Incorporating AI into your Assessments 

  • Wednesday, September 27; 3:15 pm – 4:30 pm McGraw 19A / Hybrid 
  • Friday, October 13; 10:15 am – 11:30 am McGraw 19A / Hybrid 

This intermediate session explores how AI can be used to help generate assignments and quiz questions. We will explore hands-on ways to streamline your preparation process, enhance your learning objectives, and generate more AI proof activities! If you are interested in your first steps toward using AI to reduce your instructor workload and how to craft effective prompts this workshop is for you!

Use Cases and Opportunities for AI

  • Wednesday, October 18; 3:15 pm – 4:30 pm McGraw 19A / Hybrid

This advanced session explores how to use ChatGPT to streamline your classroom prep, reduce instructor workload, and enhance student learning objectives, assessments, and assignments. It features practical demonstrations with real-life examples from various courses such as business and as provided by you!
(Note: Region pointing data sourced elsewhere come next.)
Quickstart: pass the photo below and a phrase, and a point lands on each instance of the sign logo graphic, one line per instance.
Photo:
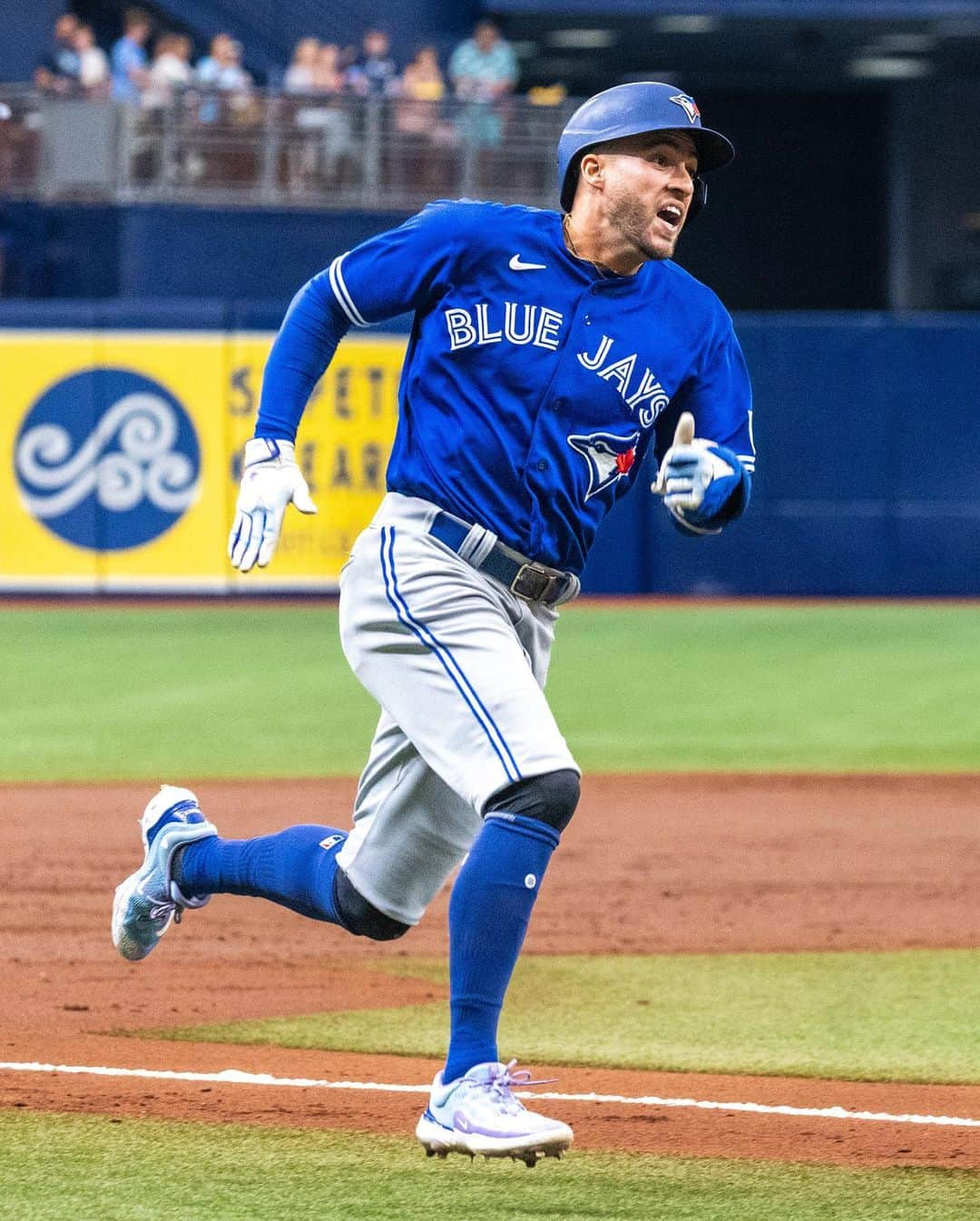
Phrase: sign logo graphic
(106, 459)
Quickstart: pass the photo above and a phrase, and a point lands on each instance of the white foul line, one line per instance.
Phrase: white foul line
(233, 1076)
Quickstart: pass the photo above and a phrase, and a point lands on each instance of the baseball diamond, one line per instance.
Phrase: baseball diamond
(550, 355)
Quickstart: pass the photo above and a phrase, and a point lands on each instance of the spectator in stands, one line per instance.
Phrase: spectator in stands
(484, 67)
(328, 123)
(130, 74)
(93, 63)
(299, 73)
(423, 87)
(57, 71)
(416, 164)
(222, 69)
(484, 71)
(374, 73)
(170, 70)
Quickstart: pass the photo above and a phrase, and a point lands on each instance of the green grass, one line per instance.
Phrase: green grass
(899, 1016)
(64, 1167)
(138, 694)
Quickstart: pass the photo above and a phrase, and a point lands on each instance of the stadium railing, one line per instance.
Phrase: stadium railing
(261, 149)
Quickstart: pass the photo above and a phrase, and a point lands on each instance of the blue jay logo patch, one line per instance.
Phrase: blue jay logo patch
(688, 105)
(609, 455)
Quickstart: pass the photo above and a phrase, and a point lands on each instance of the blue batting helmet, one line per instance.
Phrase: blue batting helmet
(632, 110)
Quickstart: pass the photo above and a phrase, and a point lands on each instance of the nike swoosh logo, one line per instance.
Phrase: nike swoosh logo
(517, 265)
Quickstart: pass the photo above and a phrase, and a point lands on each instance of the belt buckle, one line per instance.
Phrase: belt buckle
(533, 582)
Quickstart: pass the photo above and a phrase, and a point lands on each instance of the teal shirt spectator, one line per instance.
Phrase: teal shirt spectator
(127, 55)
(480, 74)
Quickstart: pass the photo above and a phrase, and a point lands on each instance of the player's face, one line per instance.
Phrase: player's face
(648, 190)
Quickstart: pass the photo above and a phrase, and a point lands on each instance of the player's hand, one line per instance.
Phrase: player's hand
(690, 468)
(702, 484)
(270, 480)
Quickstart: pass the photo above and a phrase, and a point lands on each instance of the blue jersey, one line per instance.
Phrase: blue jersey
(534, 382)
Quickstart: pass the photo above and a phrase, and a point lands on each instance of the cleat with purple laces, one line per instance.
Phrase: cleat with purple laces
(479, 1114)
(148, 900)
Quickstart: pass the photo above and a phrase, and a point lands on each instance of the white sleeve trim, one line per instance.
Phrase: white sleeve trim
(342, 295)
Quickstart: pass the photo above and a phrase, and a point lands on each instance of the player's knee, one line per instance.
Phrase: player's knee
(550, 797)
(360, 917)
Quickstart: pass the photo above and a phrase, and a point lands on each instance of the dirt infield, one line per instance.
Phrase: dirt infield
(655, 864)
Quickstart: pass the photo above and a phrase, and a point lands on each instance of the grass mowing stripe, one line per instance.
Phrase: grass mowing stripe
(59, 1167)
(140, 694)
(906, 1015)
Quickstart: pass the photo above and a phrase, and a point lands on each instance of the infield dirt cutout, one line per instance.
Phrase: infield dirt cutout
(662, 864)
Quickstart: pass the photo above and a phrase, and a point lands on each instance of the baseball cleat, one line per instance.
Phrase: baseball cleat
(148, 900)
(478, 1114)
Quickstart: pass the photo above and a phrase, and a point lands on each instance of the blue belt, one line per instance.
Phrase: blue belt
(528, 581)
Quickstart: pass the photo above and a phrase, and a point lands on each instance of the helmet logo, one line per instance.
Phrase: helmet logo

If you are willing to take the plunge and embrace AI in the college classroom, this workshop is for you!

 Ethics and Limitations of AI

  • Wednesday, October 25; 3:15 pm – 4:30 pm McGraw 19A / Hybrid

This advanced session offers the opportunity to discuss more of the concerns and limitations of AI. We will look at three concerns: privacy and surveillance; bias and discrimination; and the role of human judgment. If you are interested in the moral, social, political, and pedagogical implications of AI in college courses, this workshop is for you.